Critiqué par certains pour gérer le pays comme on gérerait une entreprise, prisé par d'autres pour ses idées innovantes, roi des polémiques et des railleries en tout genre, avec un travail de terrain, il avait conquis une audience croissante jusqu'à se hisser au rang de cinquième force politique du pays. Une afekisation de la société en réponse au laxisme ambiant?

... la fin du laxisme?

Il est vrai que le dynamisme des jeunes diplômés d'Afek - bien que leurs députés ne soient pas aussi endurants - apparaît comme un contre-temps du bien connu laisser-aller à la tunisienne.

A l'occasion d'un colloque de l'Office des Tunisiens à l'Étranger auquel j'avais participé, j'avais eu le droit à un cocasse cours d'adaptation aux us et coutumes locales.

Un des intervenants nous avait donné l'exemple d'une Canado-Tunisienne, paniquée parce que l'entreprise en Tunisie dans laquelle elle travaillait devait ouvrir à 8H, mais que les gérants arrivaient toujours dans les environs de 9H, voire plus tard.

Et lui de conclure en invitant les jeunes de la diaspora qui veulent venir travailler en Tunisie à faire des efforts. On se serait attendu au contraire. "El tounsi tounsi" dit-on. 

Repenser le travail

La philosophie du travail est une vaste construction. On retiendra avant tout que le travail est un "travail sur soi".

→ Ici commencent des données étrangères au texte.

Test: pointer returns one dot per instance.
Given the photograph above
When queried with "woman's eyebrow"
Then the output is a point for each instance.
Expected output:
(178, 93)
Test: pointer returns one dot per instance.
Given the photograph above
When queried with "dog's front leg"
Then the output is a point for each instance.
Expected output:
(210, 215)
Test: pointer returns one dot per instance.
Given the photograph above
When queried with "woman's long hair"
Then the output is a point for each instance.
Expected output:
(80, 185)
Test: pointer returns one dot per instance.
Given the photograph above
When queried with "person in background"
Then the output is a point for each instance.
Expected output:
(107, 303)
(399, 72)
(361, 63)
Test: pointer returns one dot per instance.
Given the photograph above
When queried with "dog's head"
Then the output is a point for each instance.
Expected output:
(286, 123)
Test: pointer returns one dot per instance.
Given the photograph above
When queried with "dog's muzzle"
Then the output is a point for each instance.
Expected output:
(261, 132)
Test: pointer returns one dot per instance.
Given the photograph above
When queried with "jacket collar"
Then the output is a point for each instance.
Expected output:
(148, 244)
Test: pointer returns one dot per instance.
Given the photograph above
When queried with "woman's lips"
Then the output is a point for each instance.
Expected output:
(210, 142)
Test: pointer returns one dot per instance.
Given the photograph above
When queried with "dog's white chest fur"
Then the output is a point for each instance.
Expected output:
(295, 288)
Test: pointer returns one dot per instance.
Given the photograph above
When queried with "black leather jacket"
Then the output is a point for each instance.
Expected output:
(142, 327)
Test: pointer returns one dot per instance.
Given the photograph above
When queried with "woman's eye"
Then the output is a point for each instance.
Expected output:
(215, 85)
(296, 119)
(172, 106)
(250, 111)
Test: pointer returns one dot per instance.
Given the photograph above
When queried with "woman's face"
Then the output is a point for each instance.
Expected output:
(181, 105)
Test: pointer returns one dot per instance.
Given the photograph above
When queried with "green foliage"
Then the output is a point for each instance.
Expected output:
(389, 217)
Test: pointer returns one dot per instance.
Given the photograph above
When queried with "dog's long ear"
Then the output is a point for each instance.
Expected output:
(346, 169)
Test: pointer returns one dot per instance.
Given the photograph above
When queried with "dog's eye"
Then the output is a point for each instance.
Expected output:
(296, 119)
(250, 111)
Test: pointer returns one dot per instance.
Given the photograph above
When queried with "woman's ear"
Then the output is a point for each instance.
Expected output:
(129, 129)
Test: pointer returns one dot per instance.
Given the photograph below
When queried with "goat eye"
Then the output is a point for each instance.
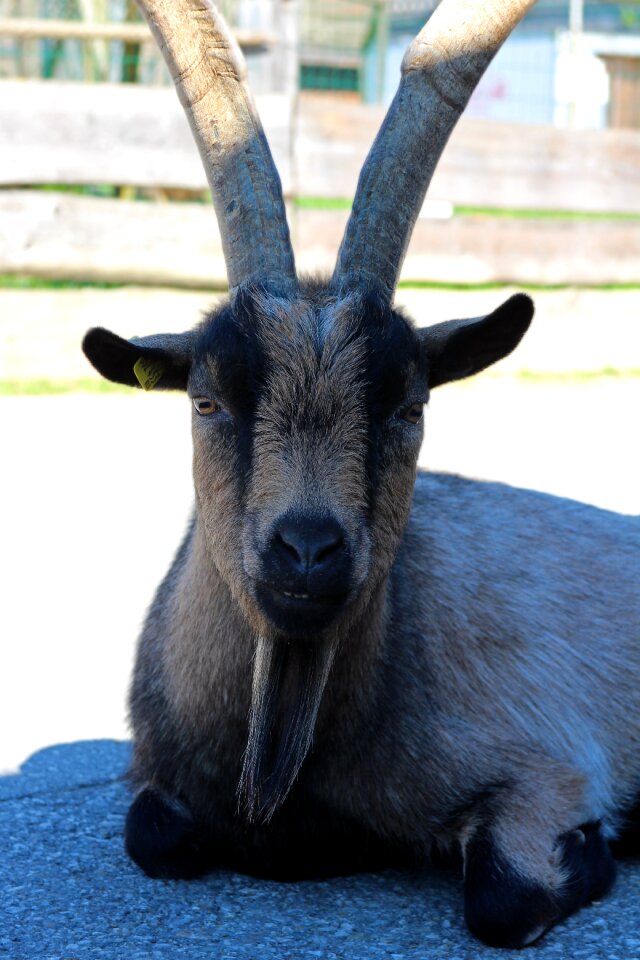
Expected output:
(205, 406)
(413, 414)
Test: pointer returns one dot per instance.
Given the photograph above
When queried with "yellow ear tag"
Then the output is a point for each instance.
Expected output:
(148, 372)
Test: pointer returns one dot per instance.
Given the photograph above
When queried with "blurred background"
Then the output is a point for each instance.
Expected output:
(106, 220)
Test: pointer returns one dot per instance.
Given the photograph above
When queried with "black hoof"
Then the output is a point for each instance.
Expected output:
(590, 865)
(161, 838)
(504, 909)
(500, 907)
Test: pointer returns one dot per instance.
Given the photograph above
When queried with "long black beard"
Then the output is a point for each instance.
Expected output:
(288, 682)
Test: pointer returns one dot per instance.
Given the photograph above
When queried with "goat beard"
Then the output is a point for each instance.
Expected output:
(288, 682)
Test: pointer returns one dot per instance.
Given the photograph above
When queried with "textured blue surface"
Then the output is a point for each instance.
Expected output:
(68, 892)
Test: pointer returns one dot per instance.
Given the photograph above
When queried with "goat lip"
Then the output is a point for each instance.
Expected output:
(301, 599)
(296, 612)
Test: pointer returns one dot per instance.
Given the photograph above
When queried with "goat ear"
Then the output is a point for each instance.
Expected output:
(460, 348)
(161, 361)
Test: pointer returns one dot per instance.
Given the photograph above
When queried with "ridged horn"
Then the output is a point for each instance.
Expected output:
(209, 73)
(440, 70)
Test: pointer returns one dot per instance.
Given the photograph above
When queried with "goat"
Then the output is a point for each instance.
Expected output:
(350, 663)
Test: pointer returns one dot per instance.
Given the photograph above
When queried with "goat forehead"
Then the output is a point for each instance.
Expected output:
(265, 347)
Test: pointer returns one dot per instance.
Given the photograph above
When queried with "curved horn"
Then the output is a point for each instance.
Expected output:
(439, 73)
(209, 73)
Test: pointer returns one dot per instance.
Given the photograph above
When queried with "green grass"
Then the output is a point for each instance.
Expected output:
(11, 281)
(512, 213)
(42, 388)
(45, 388)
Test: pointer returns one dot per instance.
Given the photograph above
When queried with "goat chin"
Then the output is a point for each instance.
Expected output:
(289, 678)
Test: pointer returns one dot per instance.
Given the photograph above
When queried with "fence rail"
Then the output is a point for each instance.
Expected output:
(23, 28)
(63, 134)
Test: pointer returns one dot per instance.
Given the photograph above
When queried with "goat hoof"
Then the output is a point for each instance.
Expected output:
(161, 837)
(589, 864)
(505, 909)
(502, 908)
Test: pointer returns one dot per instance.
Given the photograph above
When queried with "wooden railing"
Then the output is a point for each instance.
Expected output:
(578, 190)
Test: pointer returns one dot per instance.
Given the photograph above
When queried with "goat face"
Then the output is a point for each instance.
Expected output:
(306, 427)
(307, 423)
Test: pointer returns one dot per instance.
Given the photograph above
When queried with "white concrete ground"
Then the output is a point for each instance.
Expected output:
(96, 489)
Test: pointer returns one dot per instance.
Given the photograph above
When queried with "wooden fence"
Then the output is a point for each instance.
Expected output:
(75, 134)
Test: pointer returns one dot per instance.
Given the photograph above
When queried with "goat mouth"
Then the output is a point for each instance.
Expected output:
(294, 610)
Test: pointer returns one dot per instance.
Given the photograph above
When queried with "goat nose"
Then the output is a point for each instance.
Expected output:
(309, 541)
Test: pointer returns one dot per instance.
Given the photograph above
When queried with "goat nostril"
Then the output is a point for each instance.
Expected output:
(290, 548)
(308, 541)
(327, 549)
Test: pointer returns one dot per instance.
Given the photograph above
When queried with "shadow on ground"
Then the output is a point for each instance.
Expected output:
(69, 892)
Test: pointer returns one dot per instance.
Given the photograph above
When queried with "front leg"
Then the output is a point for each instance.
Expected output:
(508, 904)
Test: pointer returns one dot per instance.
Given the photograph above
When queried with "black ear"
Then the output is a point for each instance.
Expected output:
(161, 361)
(460, 348)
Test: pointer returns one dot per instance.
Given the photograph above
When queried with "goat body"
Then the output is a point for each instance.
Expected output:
(346, 667)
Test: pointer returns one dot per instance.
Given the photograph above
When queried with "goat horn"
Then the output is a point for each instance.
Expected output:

C'est pour l'homme l'occasion de se donner des exigences, et d'œuvrer à y répondre.

Pour certains chômeurs qui retrouvent un emploi, le travail aide à la reconstruction de leur vie. Ce n'est donc sans doute pas tant d'un travail qui se compte en nombre d'heures dont la Tunisie a besoin, que d'un travail sur l'état d'esprit.

Traditionnellement, la valorisation de la notion primaire de travail (le travail pour le travail) est l'œuvre d'une société bourgeoise. Peut-être est-ce pour cela que ce sont certains membres de la société civile, ou certains partis qui le prêchent. Ou peut-être est-ce plutôt que la situation économique tunisienne est celle d'un pays en construction, et que mon prisme de lecture en tant que Franco-Tunisienne est biaisé. 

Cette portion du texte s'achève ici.